UV radiation from natural sunlight can damage the eye’s surface tissues as well as the cornea. UV light produces DNA changes in the eye that can lead to skin cancers on the eyelids and premature aging of the delicate skin around your eyes.
“I don’t think most people think about either the exposure of sun, often times they’ll think about on body or their face but maybe not around the eyes. Unfortunately, the skin around your eye is some of the most vulnerable both in terms of just sun damage but also in terms of developing cancers,” explained George A. Cioffi, MD, Ophthalmologist at Columbia University.
Not wearing sunglasses can also cause cataracts, abnormal growths called pterygium macular degeneration, and skin cancer around the eyes. But how can you make sure the glasses you are wearing are protecting your eyes?
First, “They should actually wrap around a bit,” George A. Cioffi, MD, shared
Fun frame shapes are cute, but don’t always cover your entire eye. And darker doesn’t always mean better.

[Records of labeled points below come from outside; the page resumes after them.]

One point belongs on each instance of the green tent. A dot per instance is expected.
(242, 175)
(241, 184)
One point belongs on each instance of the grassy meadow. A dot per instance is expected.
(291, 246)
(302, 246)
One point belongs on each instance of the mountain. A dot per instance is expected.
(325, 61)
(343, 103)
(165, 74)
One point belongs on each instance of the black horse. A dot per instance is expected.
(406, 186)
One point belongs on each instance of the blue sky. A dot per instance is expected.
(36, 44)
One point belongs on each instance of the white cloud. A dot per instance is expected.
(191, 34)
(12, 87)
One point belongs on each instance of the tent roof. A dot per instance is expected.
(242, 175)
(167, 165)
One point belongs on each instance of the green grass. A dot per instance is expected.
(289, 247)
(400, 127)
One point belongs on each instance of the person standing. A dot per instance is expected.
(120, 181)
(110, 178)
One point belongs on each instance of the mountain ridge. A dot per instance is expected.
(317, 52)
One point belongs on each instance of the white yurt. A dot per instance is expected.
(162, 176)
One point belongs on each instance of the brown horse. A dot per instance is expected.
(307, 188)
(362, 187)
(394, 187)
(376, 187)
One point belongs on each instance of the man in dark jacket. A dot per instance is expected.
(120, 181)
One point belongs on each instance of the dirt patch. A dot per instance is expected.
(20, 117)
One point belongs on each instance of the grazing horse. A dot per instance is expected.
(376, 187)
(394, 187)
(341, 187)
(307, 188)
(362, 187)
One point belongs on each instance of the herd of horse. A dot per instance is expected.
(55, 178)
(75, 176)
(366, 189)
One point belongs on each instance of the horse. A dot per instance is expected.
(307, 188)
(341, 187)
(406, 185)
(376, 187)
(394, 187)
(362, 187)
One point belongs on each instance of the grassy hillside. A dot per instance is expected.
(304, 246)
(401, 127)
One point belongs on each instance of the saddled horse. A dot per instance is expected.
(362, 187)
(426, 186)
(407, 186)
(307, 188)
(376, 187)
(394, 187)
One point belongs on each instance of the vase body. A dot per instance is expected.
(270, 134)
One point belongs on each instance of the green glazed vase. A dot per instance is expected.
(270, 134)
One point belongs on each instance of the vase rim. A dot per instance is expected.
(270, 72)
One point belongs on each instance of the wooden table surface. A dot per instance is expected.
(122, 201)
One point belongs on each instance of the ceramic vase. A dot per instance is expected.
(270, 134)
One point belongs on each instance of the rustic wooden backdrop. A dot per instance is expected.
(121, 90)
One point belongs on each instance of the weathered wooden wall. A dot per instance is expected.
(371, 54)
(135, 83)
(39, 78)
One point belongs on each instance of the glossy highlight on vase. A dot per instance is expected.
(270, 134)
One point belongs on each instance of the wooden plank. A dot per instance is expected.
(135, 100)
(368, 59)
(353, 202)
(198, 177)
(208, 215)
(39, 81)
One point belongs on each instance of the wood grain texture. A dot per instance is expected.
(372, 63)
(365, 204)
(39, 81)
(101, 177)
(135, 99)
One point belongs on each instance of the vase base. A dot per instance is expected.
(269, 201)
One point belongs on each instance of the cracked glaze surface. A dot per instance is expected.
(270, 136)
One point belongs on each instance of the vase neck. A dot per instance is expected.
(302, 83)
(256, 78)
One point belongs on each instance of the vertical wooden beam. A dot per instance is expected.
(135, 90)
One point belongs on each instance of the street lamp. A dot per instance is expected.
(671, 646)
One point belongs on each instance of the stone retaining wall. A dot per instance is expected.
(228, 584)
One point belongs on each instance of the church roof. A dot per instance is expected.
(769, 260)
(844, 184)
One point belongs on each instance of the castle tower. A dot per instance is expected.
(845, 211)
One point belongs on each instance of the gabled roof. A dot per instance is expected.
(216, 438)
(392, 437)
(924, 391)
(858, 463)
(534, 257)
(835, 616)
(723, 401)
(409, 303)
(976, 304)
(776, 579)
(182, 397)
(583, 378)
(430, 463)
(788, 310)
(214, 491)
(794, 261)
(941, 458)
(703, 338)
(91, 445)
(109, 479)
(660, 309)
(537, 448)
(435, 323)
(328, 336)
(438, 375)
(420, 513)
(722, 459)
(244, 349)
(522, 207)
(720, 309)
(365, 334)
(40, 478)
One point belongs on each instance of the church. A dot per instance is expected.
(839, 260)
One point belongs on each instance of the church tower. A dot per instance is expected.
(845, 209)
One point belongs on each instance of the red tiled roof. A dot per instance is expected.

“A dark pair of glasses well may be your preference doesn’t mean you have great UV protection,” George A. Cioffi, MD, explained.
Look for a UV protection level of 95 to one hundred percent. And just because your glasses are expensive, doesn’t mean they are protective. Cheap, no name glasses can be effective if they have the label.
Sunlight can have positive effects, as long as you protect your eyes from UV damage. You need a little natural light every day to help you sleep well because the light-sensitive cells in our eyes play an important role in our body’s natural wake-sleep cycles.
Spending time outdoors in the sun can also help prevent nearsightedness in kids. Spend some time with them outside, just don’t forget those sunglasses!